I am a data scientist working for a UK-based startup called SnapRapid. My primary interests are Machine Learning and Natural Language Processing with a focus on Deep Learning and Domain Adaptation. I have 5 years of software engineering experience, one year of managing a team of developers & researchers, 4 more years in data science and 1 year experience as a CTO. I am graduating with a PhD in CS (Machine Learning) in Fall 2018; my thesis is "Multi-Domain Adaptation and Generalization using Deep Adversarial Models". I am an active researcher, with papers accepted to and under review in top-5 conferences in NLP.

Folksonomication: Predicting Tags for Movies from Plot Synopses Using Emotion Flow Encoded Neural Network

Speaker: Sudipta Kar

Folksonomy of movies covers a wide range of heterogeneous information about movies, like the genre, plot structure, visual experiences, soundtracks, metadata, and emotional experiences from watching a movie. Being able to automatically generate or predict tags for movies can help recommendation engines improve retrieval of similar movies, and help viewers know what to expect from a movie in advance. In this work, we explore the problem of creating tags for movies from plot synopses. We propose a novel neural network model that merges information from synopses and emotion flows throughout the plots to predict a set of tags for movies. We compare our system with multiple baselines and found that the addition of emotion flows boosts the performance of the network by learning ≈18% more tags than a traditional machine learning system.

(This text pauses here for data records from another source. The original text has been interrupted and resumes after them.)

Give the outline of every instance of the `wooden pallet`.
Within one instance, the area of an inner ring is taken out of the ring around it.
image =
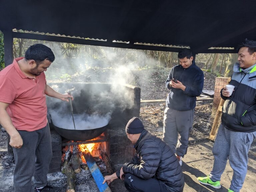
[[[228,80],[227,82],[227,85],[229,83],[231,80],[231,78],[230,77]],[[222,98],[220,102],[220,104],[219,105],[219,107],[218,108],[218,110],[216,112],[215,118],[213,121],[213,124],[212,127],[212,129],[211,130],[211,132],[210,133],[210,136],[209,136],[209,139],[212,141],[215,141],[216,138],[216,136],[217,135],[218,130],[219,129],[219,127],[221,123],[220,117],[221,116],[221,114],[222,112],[222,107],[225,102],[225,100]]]

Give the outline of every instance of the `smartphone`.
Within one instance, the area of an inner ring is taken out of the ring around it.
[[[176,79],[173,79],[171,80],[172,81],[173,81],[174,83],[178,83],[178,81],[177,81],[177,80]]]

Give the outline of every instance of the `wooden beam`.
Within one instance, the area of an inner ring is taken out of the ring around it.
[[[203,44],[202,44],[201,45],[199,45],[199,47],[198,47],[197,48],[194,50],[194,51],[197,53],[201,53],[202,52],[202,50],[207,50],[210,47],[218,46],[218,45],[219,44],[225,42],[230,39],[237,37],[239,35],[246,33],[252,29],[255,29],[255,25],[252,25],[251,23],[250,23],[247,26],[244,26],[242,27],[239,27],[237,30],[233,31],[231,33],[223,34],[223,35],[221,37],[218,36],[215,39],[212,39],[210,42],[209,42],[207,43],[205,43],[204,42],[203,42]],[[239,42],[237,42],[238,43],[239,43]],[[208,50],[209,50],[208,49]],[[227,53],[230,53],[230,52]]]
[[[79,38],[73,38],[67,37],[54,36],[53,35],[46,35],[39,34],[34,34],[27,33],[20,33],[12,32],[13,37],[14,38],[20,38],[28,39],[35,39],[41,41],[47,41],[55,42],[60,42],[88,45],[95,46],[102,46],[110,47],[119,47],[125,49],[132,49],[142,50],[151,50],[161,51],[168,51],[170,52],[179,52],[182,49],[182,48],[163,47],[162,46],[154,46],[153,45],[138,45],[133,43],[114,43],[111,41],[105,41],[97,40],[85,39]]]
[[[6,67],[12,63],[13,37],[12,30],[3,30],[4,49],[4,65]]]
[[[209,97],[197,97],[196,98],[197,101],[213,101],[213,99]],[[147,103],[165,103],[166,99],[153,99],[151,100],[141,100],[140,103],[142,104],[146,104]]]

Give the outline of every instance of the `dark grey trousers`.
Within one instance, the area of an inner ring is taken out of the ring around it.
[[[221,123],[212,150],[214,162],[210,174],[211,179],[214,181],[220,180],[228,158],[234,171],[229,188],[239,192],[247,173],[248,153],[255,138],[256,131],[233,131],[225,128]]]
[[[164,111],[163,140],[174,153],[183,157],[187,153],[194,111],[194,109],[177,111],[168,107]],[[177,144],[178,134],[180,136]]]
[[[23,140],[23,145],[20,149],[13,148],[15,191],[33,192],[31,185],[33,174],[35,187],[47,184],[47,173],[52,153],[49,126],[47,123],[46,127],[34,131],[18,131]]]

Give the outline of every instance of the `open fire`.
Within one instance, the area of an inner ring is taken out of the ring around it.
[[[100,161],[105,164],[108,173],[112,174],[113,172],[106,152],[107,142],[103,141],[106,140],[104,138],[106,138],[105,134],[103,133],[99,137],[89,141],[80,142],[69,141],[63,146],[61,170],[67,177],[66,191],[75,191],[75,174],[80,173],[81,168],[85,170],[89,169],[96,184],[99,185],[98,187],[102,187],[101,180],[103,176],[94,158],[98,159],[96,161],[97,162],[99,162],[99,159],[101,159]],[[98,178],[99,177],[100,177],[100,179]],[[108,187],[106,186],[104,187]]]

Sudipta Kar is a fourth year PhD student of Computer Science at the University of Houston. He is advised by Dr. Thamar Solorio and works in the RiTUAL lab. His main research interest lies within deep learning for natural language processing problems like stylistic analysis of texts and emotion flow modeling in narratives. He received his Bachelor’s degree in Computer Science and Engineering from Shahjalal University of Science and Technology (SUST), Bangladesh.